Beamtenverhältnis auf Zeit bei Hochschulkanzlern verfassungswidrig
Ein Beamter auf Lebenszeit war im Dienst des Landes Brandenburg u. a. als Ministerialrat im Finanzamt tätig. Dann wurde er unter Berufung in ein Beamtenverhältnis auf Zeit für sechs Jahre zum Kanzler einer Hochschule ernannt und in eine Planstelle eingewiesen. Das Finanzministerium teilte dem Beamten mit, dass er deswegen kraft Gesetzes aus dem Beamtenverhältnis auf Lebenszeit entlassen sei. Das Hochschulrecht in Brandenburg sieht nämlich eine Berufung von Hochschulkanzlern in ein Beamtenverhältnis auf Zeit vor. Der Beamte erhob Klage auf Begründung eines Beamtenverhältnisses auf Lebenszeit.

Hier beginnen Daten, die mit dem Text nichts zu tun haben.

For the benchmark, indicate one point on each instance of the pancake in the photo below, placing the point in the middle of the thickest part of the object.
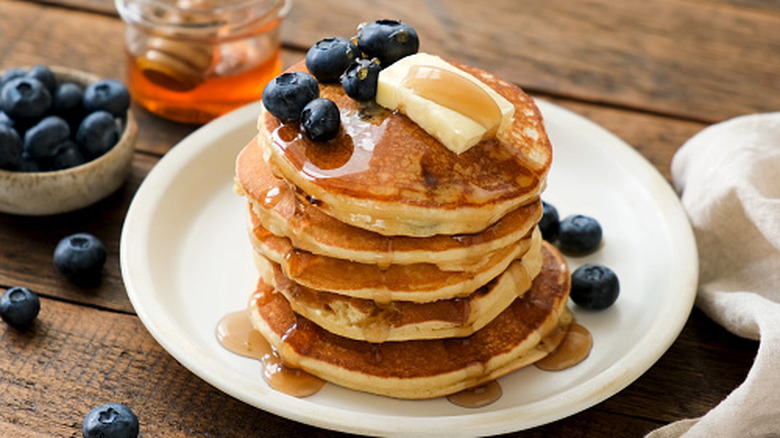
(420, 282)
(426, 368)
(284, 214)
(362, 319)
(384, 173)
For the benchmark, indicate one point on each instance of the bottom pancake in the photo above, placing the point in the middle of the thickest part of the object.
(425, 368)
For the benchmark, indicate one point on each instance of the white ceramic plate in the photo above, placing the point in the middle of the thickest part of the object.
(186, 262)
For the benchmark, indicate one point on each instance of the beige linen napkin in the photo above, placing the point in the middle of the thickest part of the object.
(728, 177)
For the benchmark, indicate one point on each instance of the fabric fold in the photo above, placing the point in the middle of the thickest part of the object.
(728, 178)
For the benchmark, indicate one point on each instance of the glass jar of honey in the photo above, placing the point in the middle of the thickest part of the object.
(193, 60)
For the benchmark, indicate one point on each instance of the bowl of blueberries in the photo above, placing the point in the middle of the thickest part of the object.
(66, 139)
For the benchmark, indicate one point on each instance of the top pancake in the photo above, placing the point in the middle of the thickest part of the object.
(286, 214)
(384, 173)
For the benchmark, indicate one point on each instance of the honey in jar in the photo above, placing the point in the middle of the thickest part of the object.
(193, 60)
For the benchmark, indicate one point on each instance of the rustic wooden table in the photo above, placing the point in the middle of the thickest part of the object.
(653, 72)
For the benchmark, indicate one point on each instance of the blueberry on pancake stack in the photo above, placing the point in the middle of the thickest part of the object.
(393, 202)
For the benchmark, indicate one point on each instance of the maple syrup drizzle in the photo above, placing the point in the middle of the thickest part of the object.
(236, 333)
(477, 396)
(574, 348)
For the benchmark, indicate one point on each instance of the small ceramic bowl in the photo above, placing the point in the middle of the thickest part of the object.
(61, 191)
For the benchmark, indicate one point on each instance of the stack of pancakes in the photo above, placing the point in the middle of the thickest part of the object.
(392, 265)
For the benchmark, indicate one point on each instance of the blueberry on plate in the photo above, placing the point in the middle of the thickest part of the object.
(68, 155)
(19, 306)
(107, 95)
(387, 40)
(25, 98)
(80, 258)
(360, 80)
(320, 119)
(97, 134)
(45, 75)
(549, 222)
(10, 148)
(330, 57)
(42, 139)
(286, 95)
(579, 234)
(114, 420)
(594, 286)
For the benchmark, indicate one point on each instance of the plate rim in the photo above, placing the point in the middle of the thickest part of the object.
(579, 398)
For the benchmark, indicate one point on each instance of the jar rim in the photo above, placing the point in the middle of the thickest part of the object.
(238, 17)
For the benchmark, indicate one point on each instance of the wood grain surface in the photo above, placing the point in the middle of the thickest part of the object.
(653, 72)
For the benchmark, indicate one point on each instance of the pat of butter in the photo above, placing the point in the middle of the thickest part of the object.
(448, 103)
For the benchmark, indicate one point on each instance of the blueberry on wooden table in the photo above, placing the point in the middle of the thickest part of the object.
(330, 57)
(579, 234)
(112, 420)
(320, 119)
(107, 95)
(360, 80)
(594, 286)
(80, 258)
(19, 306)
(286, 95)
(387, 40)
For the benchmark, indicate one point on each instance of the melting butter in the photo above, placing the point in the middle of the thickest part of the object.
(453, 106)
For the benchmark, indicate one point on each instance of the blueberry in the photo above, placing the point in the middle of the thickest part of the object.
(97, 134)
(45, 75)
(80, 258)
(19, 306)
(329, 58)
(286, 95)
(107, 95)
(11, 73)
(42, 139)
(5, 120)
(360, 80)
(68, 155)
(579, 234)
(549, 222)
(388, 40)
(25, 98)
(10, 148)
(594, 286)
(320, 119)
(67, 97)
(112, 420)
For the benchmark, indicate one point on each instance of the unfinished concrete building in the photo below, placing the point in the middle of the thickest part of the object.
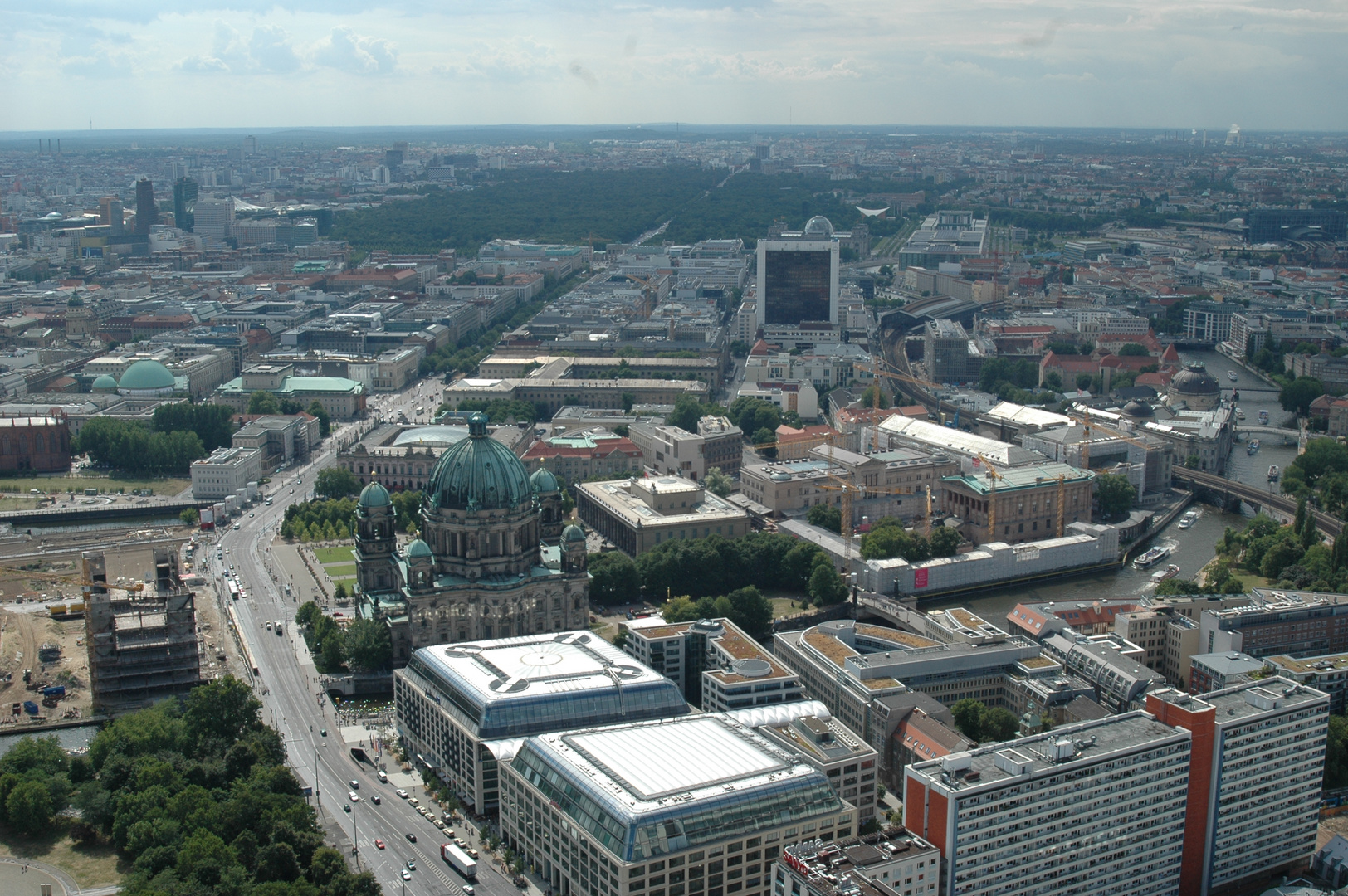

Zunächst musste das Bundesverfassungsgericht (BVerfG) darüber entscheiden, ob die landesgesetzlichen Regelungen zum Hochschulkanzler im Beamtenverhältnis auf Zeit gegen Art. 33 Abs. 5 GG verstoßen.
Grundsatz des Berufsbeamtentums: Lebenszeitprinzip
Das BVerfG entschied, dass die Regelung zum Hochschulkanzler auf Zeit gegen das Lebenszeitprinzip verstößt und somit verfassungswidrig ist. Das Lebenszeitprinzip wird aus dem Grundsatz des Berufsbeamtentums hergeleitet, der grundgesetzlich über Art. 33 Abs. 5 GG geschützt ist. Hieraus ergibt sich nicht nur eine grundsätzliche Anstellung der Beamten auf Lebenszeit, sondern auch die lebenslange Übertragung des jeweiligen Amts.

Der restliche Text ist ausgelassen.